Can anyone become a strong leader? What are the critical skills we need to have?
It depends on the context, but in a student government, it starts with showing up. You have to be able to listen to others, consider their perspectives and offer your own, as well as think critically about ways to solve common problems. You have to be able to motivate your group to take action when needed, and that could be with an inspiring speech, or asking the question “OK, so what are we going to do about this problem?” You also have to act and carry yourself with integrity, communicate honestly, do the things you say you’re going to do, treat others with respect, and recognize when you need to improve. We believe that everyone can develop leadership skills and step up and demonstrate leadership in different ways and in different moments.

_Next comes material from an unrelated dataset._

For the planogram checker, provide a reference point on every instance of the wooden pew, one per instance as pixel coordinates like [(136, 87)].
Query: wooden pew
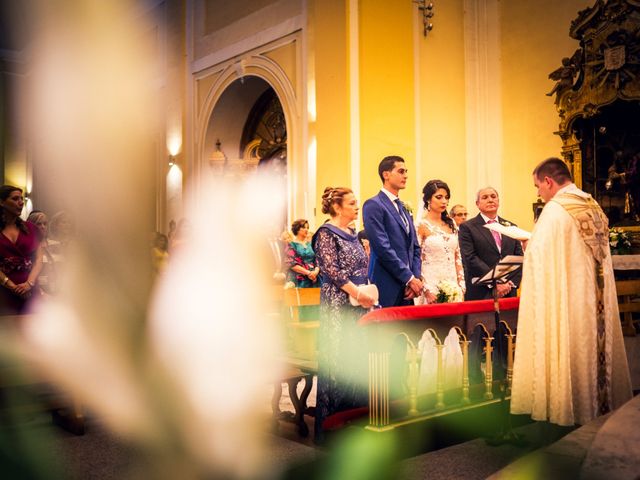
[(628, 303), (300, 360)]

“We believe that everyone can develop leadership skills and step up and demonstrate leadership in different ways and in different moments.” — Adam Cronkright
How have you used new technologies in your model?
We have focused on really simple technology for administering student government lotteries and for operating things within the student government, because lotteries can be done in a million different ways and we want any school to be able to do this regardless of their level of access to technology. Technology will, however, play an important role as people start to apply these approaches to adult government, where the scale is much larger and the perception of corruption is much more likely.
What do you see as your most significant challenges moving forward?
Bringing this back to schools and educational settings, because that’s where we work, our most significant challenges moving forward are cracking the code of effective teacher involvement and spreading these ideas. Teacher involvement has been tricky for two reasons. First, student government is not prioritized. Lotteries are quick and easy to administer, but the success of the student government depends mostly on what happens after the lottery. Second, even when there are teachers who want to support the student government, the traditional classroom power dynamic between teachers and students often encroaches on student government, where students are supposed to have authority and take the lead, and teachers are simply supposes to support and advise. However, student government lotteries are clearly fairer and more inclusive than the student elections that take place in pretty much every school, so we have faith that they will soon start to catch on.